The same in Portuguese: Monday = Segunda (Second); Tuesday = Terça (Third) and successively till Friday = Sexta (Sixth).
When I was a kid, I toyed with the idea of metric time. I realized it wouldn't work when I thought about TV shows - a 30 minute show would need to be condensed into 2 14.4 minute centi-days. That would require losing 1.2 minutes of commercials, never gonna happen.
A half hour in decimal time (half a deciday), would be 72 minutes normal time. A quarter decimal hour/deciday would be 36 normal minutes, which is pretty close and gives even more time for ads.

You could also split time further into thirds, which would work even better with a base 12 system.

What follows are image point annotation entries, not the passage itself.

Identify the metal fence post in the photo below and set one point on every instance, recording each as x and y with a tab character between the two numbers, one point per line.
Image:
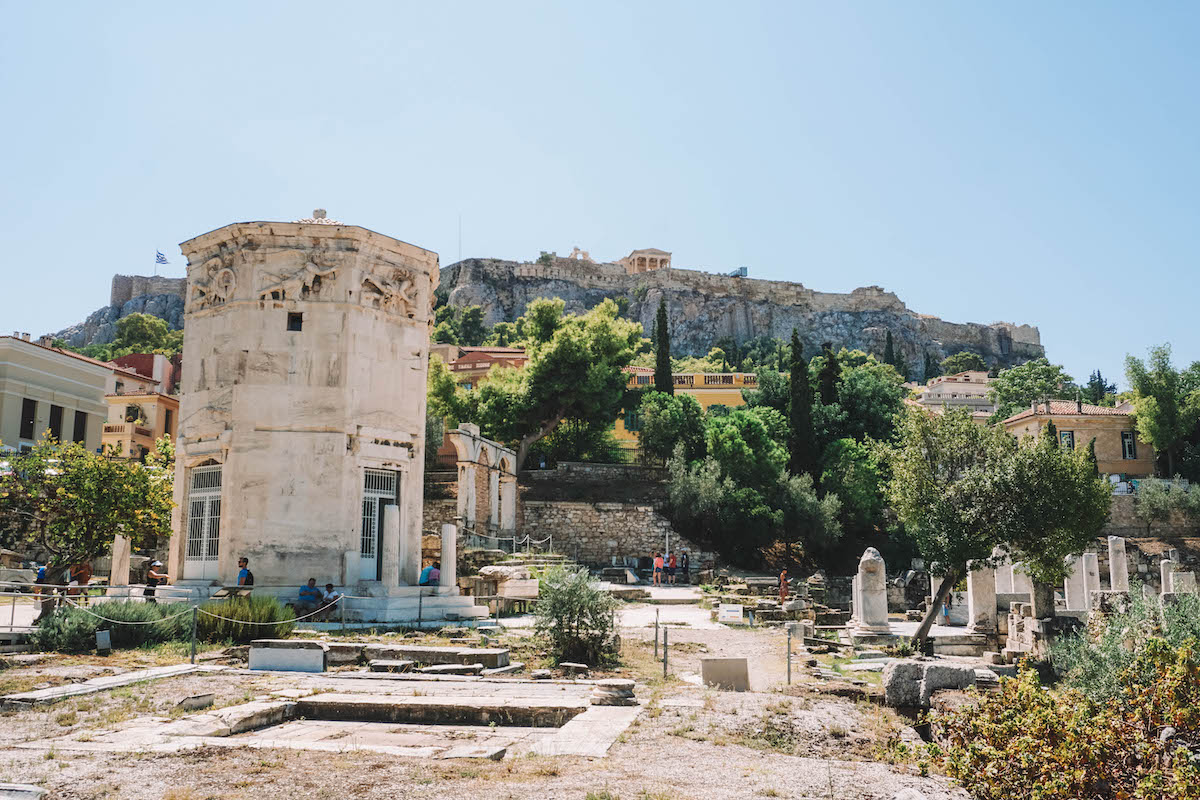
655	633
195	614
666	655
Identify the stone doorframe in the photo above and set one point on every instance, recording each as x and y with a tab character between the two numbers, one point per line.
487	481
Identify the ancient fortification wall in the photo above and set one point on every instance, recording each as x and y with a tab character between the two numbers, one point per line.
127	287
705	306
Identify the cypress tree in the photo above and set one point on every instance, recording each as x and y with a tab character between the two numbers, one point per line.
831	374
802	437
931	368
663	378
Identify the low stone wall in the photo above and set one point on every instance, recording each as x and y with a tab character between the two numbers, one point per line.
595	533
571	470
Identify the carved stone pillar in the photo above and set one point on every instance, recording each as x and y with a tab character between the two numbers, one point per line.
982	600
391	552
119	573
449	558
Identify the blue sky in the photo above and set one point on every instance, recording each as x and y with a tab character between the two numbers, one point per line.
1029	162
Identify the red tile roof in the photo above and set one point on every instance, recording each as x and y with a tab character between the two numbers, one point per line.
1066	408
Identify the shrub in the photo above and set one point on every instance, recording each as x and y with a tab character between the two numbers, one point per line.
1095	660
67	630
73	630
258	617
576	618
1026	741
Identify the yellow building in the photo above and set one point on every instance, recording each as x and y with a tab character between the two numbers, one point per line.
43	389
1119	451
708	389
137	419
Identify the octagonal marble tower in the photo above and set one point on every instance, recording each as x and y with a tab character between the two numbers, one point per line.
303	407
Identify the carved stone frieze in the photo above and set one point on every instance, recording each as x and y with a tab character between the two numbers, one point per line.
216	284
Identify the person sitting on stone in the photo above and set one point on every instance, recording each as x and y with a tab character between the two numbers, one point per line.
311	597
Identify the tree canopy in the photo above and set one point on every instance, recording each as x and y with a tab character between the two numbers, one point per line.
963	361
72	503
1167	401
137	332
964	491
664	380
1018	388
575	371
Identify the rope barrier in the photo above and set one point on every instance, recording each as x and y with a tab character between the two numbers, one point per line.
121	621
281	621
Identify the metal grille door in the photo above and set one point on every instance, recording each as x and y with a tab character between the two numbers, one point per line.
203	523
378	485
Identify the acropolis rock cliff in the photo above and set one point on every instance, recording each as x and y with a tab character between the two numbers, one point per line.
705	307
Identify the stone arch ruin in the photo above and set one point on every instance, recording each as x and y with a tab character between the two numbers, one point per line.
487	483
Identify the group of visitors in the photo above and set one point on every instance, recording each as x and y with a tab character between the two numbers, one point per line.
670	565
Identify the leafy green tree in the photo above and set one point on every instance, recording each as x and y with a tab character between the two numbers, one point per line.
964	361
802	445
670	421
743	446
773	391
1157	500
138	332
445	334
1099	391
575	371
931	368
1167	401
963	491
472	329
852	471
1018	388
72	503
829	376
580	440
664	380
575	618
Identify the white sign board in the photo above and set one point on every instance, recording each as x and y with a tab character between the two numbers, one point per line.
729	613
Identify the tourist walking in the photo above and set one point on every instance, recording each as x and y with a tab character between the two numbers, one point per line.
153	579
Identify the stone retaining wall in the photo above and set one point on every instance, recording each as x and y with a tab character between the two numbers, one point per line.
595	533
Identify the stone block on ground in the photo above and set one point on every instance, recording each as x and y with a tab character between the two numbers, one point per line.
514	667
901	684
390	665
453	669
732	674
613	691
288	655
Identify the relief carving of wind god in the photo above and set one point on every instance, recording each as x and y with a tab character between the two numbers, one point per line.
395	294
297	283
215	286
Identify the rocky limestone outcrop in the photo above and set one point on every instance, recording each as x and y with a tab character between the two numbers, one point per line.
100	328
703	307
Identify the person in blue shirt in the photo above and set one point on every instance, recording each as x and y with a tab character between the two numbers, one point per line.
245	577
431	575
311	597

I assumed you'd be breaking the units into tenths all the way down, not quarters as you advocate here. Would certainly solve the problem though, maybe even too well.
The units are based on 10, but nothing stops people from dividing it further. Just as someone might use a unit of "half a kilometer" or "half a liter", which are other base 10 units.
After giving this some more thought, I realize you're right. We already deal with programs starting on xx:30, now we'd just get used to things starting at x.25, x.50, and x.75. Instead of running from 8:00 to 8:30 PM, a show might run from 8.00 to 8.25.

6 minutes is too much time though, if you tried to fill that with ads you'd lose your audience fast.

Dividing into thirds doesn't really work in a decimal system.

A 7 day work week seems to be optimal for most. Specifically, the 5 days on / 2 off. Apparently, medical staff working 10 / 4 have issues, and attempts at running e.g. 7/3 also don't go over very well.
That's only if a 40 hour week is the optimum. Since no one is really working 8 hours, 5 days a week, that's doubtful.
The 40-hour workweek is a direct function of (1) that it's advantageous to have the fewest employees possible, because each additional employee has overhead costs; (2) you can't make employees work more than 8 hours/day (a number that was arrived at through significant strife and is unlikely to change substantially); (3) everyone gets two days off in a 7-day period.

The 40-hour workweek isn't an arbitrary quantity, it's an empirically derived quantity. And the process of deriving it literally involved people killing each other. I don't see it changing very soon, except in edge cases.

> let's do away with base 10 entirely and go to 12

Why not hexadecimal, to help accelerate the singularity?